Tuesday, May 19, 2009

`An Impulse That is Essentially Poetic'

Nige reminds us of the blessing who was V.S. Pritchett, the English essayist and fiction writer born with the last century, its resident for more than 96 years, and author of some of its best stories and criticism. Nige is rereading the first volume of Pritchett’s memoirs, A Cab at the Door (1968), in which Pritchett credits Ford Madox Ford and the journal he edited, The English Review, with sparking his youthful interest in literature. Nige writes:

“Suddenly young Victor's imagination is awakened; he becomes a reader - and determines to be a writer. Pritchett's account of this awakening, and of his early reading, is wonderfully vivid - the amazed discovery of a raging hunger the existence of which had been entirely unsuspected. In his case, the overused term 'voracious reader' is no exaggeration; he is a ravening reader.”
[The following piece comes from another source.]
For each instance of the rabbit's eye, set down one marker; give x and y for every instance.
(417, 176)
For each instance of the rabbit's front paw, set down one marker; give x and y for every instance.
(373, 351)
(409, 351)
I number Pritchett among my essential teachers, setting him in a book-lined room beside Guy Davenport and Hugh Kenner. They presented attractive models of reading and writing for a would-be autodidact, and were always generous with enthusiasms. Thanks to Pritchett I came to read José Maria de Eça de Queirós, George Gissing, George Meredith, Benito Pérez Galdós, Giovanni Verga and Mikhail Saltykov-Shchedrin. Pritchett seems a very English writer to this American reader, though he claimed his success was “due to having something of a foreign mind.” Whitney Balliett counted him, with A.J. Liebling, among his “non-musical heroes.” Like Coleridge, Pritchett never earned a university degree, and that has always charmed me. He worked as a leather buyer and a shop clerk, and once walked across Spain. His Complete Short Stories and Complete Collected Essays are mandatory civilized reading. In the second volume of his memoirs, Midnight Oil (1971), Pritchett writes:

“…presently I saw that literature grows out of literature as much as out of a writer’s times. A work of art is a deposit left by the conflicts and contradictions a writer has in his own nature. I am not a scholarly man; and I am not interested for very long in the elaborate superstructures of criticism. Some of my critics speak of insights and intuitions; the compliment is often left-handed, for these are signs of the amateur’s luck; I had no choice in the matter. Anyone who has written a piece of imaginative prose knows how much a writer relies on instinct and intuition.”

In the same book, Pritchett, a master of comic realism in his short fiction, who wrote only one first-rate novel (Mr. Beluncle), explains the attraction of writing stories:

“There is the fascination of packing a great deal into a very little space. The fact that form is decisive concentrates an impulse that is essentially poetic.”

Pritchett’s off-hand digression suggests why some of us go on writing.

1 comment:

Francis Morrone said...

Thanks for this. Pritchett, Davenport, and Kenner were also, precisely, my formative influences, and they continue to be my main influences (however vastly inferior my own writing is to theirs) even though I write about the visual arts and not (usually) literature. Is there a Pritchett of architectural criticism? John Summerson, maybe? (Another autodidact with a gently masterful style.) I only know it is Pritchett who sits on my shoulder, directing my sentences, smiling (never scowling) at my ineptitude.